I am going to call Bonnie here in a minute. I hope she sounds hot :)

Sunday, June 09, 2002

I talked to Bonnie on the net last night and I reinforced the idea that I will not subject myself to competing for a girls attention. If Abbey doesn't want to spend time with me, then I am not going to make her. Of course if we were together and there was another guy I would no doubt say something, but considering that I told her how I felt and was met with an oh so casual response of "let's leave things the way they are" I am holding firm to my ideal. It is done. I will no longer ask her to do anything in advance unless I feel very comfortable that she is ready and willing.
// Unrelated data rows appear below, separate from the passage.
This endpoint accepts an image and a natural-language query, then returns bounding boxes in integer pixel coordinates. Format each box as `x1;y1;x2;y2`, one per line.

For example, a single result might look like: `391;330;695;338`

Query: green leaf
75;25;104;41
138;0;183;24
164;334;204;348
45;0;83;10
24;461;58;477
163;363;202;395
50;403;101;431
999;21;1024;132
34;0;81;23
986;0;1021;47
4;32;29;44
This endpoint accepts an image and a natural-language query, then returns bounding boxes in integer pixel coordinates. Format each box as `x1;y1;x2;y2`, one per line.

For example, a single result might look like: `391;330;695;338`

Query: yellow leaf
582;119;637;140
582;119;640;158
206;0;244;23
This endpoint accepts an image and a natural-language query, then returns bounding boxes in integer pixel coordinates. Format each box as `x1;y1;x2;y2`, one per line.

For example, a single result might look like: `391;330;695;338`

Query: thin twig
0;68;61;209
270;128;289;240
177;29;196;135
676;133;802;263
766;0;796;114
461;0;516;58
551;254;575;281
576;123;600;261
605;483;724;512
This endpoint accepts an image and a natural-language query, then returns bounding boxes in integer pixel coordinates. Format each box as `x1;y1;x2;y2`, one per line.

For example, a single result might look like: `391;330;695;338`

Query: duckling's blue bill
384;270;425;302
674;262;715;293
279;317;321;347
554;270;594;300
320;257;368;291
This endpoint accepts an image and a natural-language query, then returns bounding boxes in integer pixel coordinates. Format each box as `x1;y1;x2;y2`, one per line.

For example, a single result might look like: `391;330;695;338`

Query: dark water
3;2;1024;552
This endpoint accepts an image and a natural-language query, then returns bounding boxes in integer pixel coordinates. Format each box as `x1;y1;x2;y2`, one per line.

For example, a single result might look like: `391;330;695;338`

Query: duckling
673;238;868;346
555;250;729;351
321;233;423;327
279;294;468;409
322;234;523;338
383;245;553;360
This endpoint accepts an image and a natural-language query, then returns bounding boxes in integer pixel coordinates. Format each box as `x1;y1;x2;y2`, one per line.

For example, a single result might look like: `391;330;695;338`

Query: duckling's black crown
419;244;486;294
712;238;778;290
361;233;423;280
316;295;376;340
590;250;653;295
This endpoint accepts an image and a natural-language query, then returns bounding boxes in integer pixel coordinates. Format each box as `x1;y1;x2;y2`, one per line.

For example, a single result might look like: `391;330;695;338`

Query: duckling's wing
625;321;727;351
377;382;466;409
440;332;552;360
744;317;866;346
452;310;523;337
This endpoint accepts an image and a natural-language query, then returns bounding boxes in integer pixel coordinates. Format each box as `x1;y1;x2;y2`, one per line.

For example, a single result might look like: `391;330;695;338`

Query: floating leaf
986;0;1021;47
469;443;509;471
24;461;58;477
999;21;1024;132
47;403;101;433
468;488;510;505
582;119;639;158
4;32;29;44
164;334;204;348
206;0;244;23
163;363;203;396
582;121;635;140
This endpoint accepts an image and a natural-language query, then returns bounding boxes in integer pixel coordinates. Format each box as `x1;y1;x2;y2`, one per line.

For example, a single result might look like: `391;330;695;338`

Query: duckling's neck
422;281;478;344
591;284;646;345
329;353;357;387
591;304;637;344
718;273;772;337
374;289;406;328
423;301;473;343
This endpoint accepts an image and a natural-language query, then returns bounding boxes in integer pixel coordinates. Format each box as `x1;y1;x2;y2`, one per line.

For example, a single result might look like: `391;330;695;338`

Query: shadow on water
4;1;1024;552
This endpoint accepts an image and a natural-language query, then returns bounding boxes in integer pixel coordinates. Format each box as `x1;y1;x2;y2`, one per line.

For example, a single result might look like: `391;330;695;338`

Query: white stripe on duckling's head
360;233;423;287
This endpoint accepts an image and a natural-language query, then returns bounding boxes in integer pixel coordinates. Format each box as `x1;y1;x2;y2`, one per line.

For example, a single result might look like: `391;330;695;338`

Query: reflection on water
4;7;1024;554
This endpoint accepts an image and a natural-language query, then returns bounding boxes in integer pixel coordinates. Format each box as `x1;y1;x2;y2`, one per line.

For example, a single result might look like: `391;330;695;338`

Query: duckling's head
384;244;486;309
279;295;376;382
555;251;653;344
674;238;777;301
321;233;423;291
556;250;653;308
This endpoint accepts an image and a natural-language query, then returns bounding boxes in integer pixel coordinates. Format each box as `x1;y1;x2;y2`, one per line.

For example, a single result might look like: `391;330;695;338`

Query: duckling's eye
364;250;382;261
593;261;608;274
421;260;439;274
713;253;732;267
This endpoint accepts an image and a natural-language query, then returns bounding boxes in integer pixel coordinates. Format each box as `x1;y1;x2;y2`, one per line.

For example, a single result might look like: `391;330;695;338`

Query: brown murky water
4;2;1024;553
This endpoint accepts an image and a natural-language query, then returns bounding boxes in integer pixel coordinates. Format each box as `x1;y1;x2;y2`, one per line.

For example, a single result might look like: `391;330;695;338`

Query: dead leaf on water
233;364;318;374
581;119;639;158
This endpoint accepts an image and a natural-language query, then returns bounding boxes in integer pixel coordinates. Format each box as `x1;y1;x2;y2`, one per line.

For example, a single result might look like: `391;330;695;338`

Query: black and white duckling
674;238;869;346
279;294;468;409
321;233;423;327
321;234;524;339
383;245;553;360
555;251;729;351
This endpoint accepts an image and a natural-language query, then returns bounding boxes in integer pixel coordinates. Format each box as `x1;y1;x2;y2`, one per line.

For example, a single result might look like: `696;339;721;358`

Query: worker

I hope I can not think about it any further with the kind of anguish that I have felt this week.

Saturday, June 08, 2002

For some stupid reason I am insanely jealous of Abbey having dinner with that Daniel guy last nite. I am sure that nothing happened and even if something had happened, it isn't like I'm DATING her. I guess I just know his intentions and he is better looking than me, I don't know. Should I say something to her? Find out if she is starting to like him? If she says yes it will crush me, if she says I don't know that will probably crush me too, it implies that she is at least considering it. AAAHHHH She is invading my head and I hate it. Why can't I be that guy that girls are empirically attractted to and then it wouldn't be a problem b/c Abbey and I would be together then. BOO Hiss for random feelings and thoughts about a girl who just isn't on the same page as far as feelings go.

Friday, June 07, 2002

So here is the deal. I still really like Abbey, but things inside me have been telling me to look into Ginny again, maybe it is just that same old pattern I always fall back to. I am thinking about going to her daughter's birthday party in KC june 15th in the afternoon. I would still drive back for anything assocaited with candice's birthday too.